If you feel like you are pulled in five different directions throughout the day, you may want to rethink the typical 9-5 workday schedule. To more effectively juggle work and home life, you might need to break up your workday to accommodate school schedules or tag team with your partner or spouse. That may require earlier hours or some catch-up after the kids are in bed, but that may be preferable to trying to solve 4th-grade math while answering time-sensitive work emails.

Take time off.

Right now probably feels like the least likely time you should be thinking about taking time off. You are behind on everything, feeling overwhelmed and taking time off seems counterproductive. But using your vacation days can give you a much-needed break from the dizzying combination of mental, physical, and emotional exhaustion brought on by trying to balance work and home obligations simultaneously.

Take breaks.

In addition to time taking time off, taking breaks throughout the day can help you stay focused over a longer period of time. Short 5-10 minute breaks throughout the day can give your brain a break and your eyes a much-needed rest from the constant glow of blue light. And give yourself time to eat meals away from your computer. If you’re lucky, you might sit at a table without your kids asking for something every other minute.

Control what you can.

These days it feels like we have little control over the chaos brought on by this pandemic.

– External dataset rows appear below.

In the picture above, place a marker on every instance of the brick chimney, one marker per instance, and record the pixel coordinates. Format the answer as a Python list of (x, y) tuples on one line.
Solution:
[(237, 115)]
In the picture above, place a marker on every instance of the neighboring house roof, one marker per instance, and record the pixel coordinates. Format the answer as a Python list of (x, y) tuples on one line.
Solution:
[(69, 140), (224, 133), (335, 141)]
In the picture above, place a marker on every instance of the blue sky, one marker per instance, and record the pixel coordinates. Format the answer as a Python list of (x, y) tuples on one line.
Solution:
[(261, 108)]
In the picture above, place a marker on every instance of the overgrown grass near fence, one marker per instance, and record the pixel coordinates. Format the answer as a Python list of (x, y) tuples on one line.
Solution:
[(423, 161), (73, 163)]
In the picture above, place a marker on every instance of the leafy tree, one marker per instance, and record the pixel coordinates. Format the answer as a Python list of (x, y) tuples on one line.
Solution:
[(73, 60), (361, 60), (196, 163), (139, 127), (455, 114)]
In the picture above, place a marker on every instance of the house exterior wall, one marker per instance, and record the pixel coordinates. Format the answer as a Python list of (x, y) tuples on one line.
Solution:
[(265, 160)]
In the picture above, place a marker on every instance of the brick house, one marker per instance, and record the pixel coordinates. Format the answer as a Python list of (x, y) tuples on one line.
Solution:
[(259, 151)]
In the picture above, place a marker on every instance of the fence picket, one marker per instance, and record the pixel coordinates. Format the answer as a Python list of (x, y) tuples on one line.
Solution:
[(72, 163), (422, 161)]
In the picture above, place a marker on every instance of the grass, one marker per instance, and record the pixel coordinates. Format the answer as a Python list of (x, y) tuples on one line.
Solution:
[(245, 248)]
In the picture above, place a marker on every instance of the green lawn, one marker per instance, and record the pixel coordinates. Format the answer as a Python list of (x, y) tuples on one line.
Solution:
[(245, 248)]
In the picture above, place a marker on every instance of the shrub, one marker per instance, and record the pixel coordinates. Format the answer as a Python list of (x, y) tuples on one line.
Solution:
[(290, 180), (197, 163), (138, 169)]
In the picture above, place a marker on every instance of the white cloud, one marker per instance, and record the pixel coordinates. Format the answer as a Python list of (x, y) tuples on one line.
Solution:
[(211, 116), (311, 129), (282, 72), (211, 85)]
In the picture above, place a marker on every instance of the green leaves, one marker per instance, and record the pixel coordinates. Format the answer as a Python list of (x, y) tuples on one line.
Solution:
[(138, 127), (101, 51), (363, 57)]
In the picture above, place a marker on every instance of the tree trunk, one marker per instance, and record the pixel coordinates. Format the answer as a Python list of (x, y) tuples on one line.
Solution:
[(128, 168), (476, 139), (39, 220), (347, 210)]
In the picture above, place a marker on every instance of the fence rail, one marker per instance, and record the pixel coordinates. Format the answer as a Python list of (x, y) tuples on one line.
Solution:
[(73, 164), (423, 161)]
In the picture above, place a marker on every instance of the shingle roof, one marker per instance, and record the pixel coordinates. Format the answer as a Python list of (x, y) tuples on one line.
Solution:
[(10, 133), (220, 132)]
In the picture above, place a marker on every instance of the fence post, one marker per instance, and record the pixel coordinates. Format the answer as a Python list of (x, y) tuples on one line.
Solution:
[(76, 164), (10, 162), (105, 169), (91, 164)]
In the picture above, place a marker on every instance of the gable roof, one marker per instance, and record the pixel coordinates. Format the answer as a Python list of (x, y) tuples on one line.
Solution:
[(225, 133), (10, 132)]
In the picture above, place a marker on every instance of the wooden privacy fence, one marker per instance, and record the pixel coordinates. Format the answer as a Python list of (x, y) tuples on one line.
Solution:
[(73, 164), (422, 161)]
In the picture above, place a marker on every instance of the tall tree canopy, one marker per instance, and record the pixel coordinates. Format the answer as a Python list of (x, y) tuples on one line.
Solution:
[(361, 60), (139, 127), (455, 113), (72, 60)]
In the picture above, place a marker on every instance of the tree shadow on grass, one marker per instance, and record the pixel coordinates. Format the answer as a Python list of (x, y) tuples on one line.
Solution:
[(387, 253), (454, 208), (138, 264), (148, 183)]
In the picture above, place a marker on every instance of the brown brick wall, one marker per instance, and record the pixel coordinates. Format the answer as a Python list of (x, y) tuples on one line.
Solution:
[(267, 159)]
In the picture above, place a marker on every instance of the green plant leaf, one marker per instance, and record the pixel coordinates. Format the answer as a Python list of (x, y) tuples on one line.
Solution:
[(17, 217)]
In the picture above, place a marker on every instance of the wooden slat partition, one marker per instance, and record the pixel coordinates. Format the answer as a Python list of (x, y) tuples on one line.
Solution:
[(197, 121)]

What you can do is focus on what you do have power over in your own life. So that you don’t add more to your already full plate, say no to the things you can. Order groceries to take something off of your to-do list. Delegate household chores and set bedtimes for your kids so you can have more time for yourself.

Practice self-care.

About half of you just rolled your eyes. You most likely think there is no way you have time to fit in yet another thing on your to-do list. However, practicing self-care throughout your day can help relieve stress, improve your mood, and give you a break from the chaos of your day. Take a walk and get some fresh air or sit outside and soak in some sunshine. Hide in the closet or car so you can eat that piece of chocolate in peace or just breathe for five minutes.

Spend quality time with family and friends.

It is essential to make space in your schedule for quality time with friends and family. Working from home with no breaks can begin to feel very isolating. Putting work away and giving your undivided attention to the people you love reminds you that other things matter besides work.

Burnout is hard to catch during normal times. But the fact is that life is not normal now, and pandemic conditions create the perfect storm for work from home burnout. That’s why it’s so important that remote workers not only recognize signs of work-from-home burnout but also have concrete ways to combat it.